How to create a new variable and use it in std::tie at the same time?

Question

Is there a good way to use std::tie and create a new variable in one go? In other words, if a function returns an std::tuple and we want to ultimately break up the result into individual components, is there a way to do these assignments without defining variables beforehand?

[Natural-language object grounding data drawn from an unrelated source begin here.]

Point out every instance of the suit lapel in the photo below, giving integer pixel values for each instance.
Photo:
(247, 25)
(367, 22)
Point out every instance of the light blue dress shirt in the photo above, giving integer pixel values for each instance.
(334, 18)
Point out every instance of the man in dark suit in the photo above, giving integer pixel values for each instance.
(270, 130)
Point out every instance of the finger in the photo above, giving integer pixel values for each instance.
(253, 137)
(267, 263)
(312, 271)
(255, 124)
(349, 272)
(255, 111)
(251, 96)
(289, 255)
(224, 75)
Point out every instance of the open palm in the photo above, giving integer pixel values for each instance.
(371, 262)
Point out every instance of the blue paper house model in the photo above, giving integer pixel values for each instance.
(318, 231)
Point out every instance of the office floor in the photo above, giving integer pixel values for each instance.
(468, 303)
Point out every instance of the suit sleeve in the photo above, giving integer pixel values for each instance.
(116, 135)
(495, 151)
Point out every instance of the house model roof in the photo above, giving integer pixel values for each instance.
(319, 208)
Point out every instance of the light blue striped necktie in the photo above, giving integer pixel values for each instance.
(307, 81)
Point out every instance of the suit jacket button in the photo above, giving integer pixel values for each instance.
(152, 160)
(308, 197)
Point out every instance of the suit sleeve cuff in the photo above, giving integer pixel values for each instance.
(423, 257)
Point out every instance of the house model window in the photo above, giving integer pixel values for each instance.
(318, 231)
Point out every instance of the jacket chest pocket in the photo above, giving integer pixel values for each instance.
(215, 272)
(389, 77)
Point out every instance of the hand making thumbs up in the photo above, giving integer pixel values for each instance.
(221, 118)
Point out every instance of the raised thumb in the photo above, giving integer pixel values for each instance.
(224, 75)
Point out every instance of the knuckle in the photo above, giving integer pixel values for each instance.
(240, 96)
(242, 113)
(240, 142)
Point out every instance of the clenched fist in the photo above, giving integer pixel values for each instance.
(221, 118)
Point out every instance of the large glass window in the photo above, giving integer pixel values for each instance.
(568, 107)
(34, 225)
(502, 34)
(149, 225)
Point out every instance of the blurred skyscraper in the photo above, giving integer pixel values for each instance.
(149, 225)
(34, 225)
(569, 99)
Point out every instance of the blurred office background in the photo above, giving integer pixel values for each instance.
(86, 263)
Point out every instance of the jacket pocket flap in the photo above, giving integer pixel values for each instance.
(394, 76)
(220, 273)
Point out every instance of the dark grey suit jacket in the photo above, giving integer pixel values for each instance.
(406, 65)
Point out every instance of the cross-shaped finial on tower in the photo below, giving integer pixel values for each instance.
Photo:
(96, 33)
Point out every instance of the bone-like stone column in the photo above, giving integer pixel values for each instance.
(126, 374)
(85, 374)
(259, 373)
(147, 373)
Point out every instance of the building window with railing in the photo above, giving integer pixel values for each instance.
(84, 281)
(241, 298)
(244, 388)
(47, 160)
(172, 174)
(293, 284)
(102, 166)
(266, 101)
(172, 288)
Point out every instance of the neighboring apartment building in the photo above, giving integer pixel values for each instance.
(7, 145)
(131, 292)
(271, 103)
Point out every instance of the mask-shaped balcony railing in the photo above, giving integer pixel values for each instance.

For example, consider the following code:

#include <tuple>

struct Foo {
    Foo(int) {}
};
struct Bar{};

std::tuple <Foo,Bar> example() {
    return std::make_tuple(Foo(1),Bar()); 
}

int main() {
    auto bar = Bar {};

    // Without std::tie
    {
        auto foo_bar = example();
        auto foo = std::get<0>(std::move(foo_bar));
        bar = std::get<1>(std::move(foo_bar));
    }

    // With std::tie
    #if 0
    {
        // Error: no default constructor
        Foo foo;
        std::tie(foo,bar) = example();
    }
    #endif

}

Basically, the function example returns a tuple. We already have a variable of type Bar that we want to assign into, but we need a new variable of type Foo. Without std::tie, we don't need to create a dummy instance of Foo, but the code requires us to put everything into a std::tuple first and then divide it. With std::tie, we have to allocate a dummy Foo first, but we don't have a default constructor to do so. Really, we're pretending that the constructors for Foo are complicated, so creating a dummy value first is undesirable. Ultimately, we'd just like to assign into both foo and bar, but want to do this assignment and allocate memory for Foo at the same time.

Answer 1

This feature is called structured bindings in C++17. Very welcome addition!

Sample usage:

#include <iostream>
#include <tuple>

int main()
{
    auto tuple = std::make_tuple(1, 'a', 2.3);

    // unpack the tuple into individual variables declared at the call site
    auto [ i, c, d ] = tuple;

    std::cout << "i=" << i << " c=" << c << " d=" << d << '\n';

    return 0;
}

Tested in GCC 7.2 with -std=c++17.

Answer 2

@MikaelPersson had the right link. Basically, there's no great way to do this. Though, there are some clever ways based on N3802. Namely, use

// This comes from the N3802 proposal for C++
template <typename F, typename Tuple, size_t... I>
decltype(auto) apply_impl(F&& f, Tuple&& t, std::index_sequence<I...>) {
    return std::forward<F>(f)(std::get<I>(std::forward<Tuple>(t))...);
}
template <typename F, typename Tuple>
decltype(auto) apply(F&& f, Tuple&& t) {
    using Indices =
        std::make_index_sequence<std::tuple_size<std::decay_t<Tuple>>::value>;
    return apply_impl(std::forward<F>(f), std::forward<Tuple>(t), Indices{});
}

Then, write

// With compose
{
    auto foo = apply([&bar](auto && foo,auto && bar_) {
        bar=std::move(bar_);
        return std::move(foo);
    }, example());
}

And, yes, this whole thing is ugly, but the situation did come up in some instance I had. Nevertheless, as @MikaelPersson's link shows, this is a general issue and not one fully resolved yet.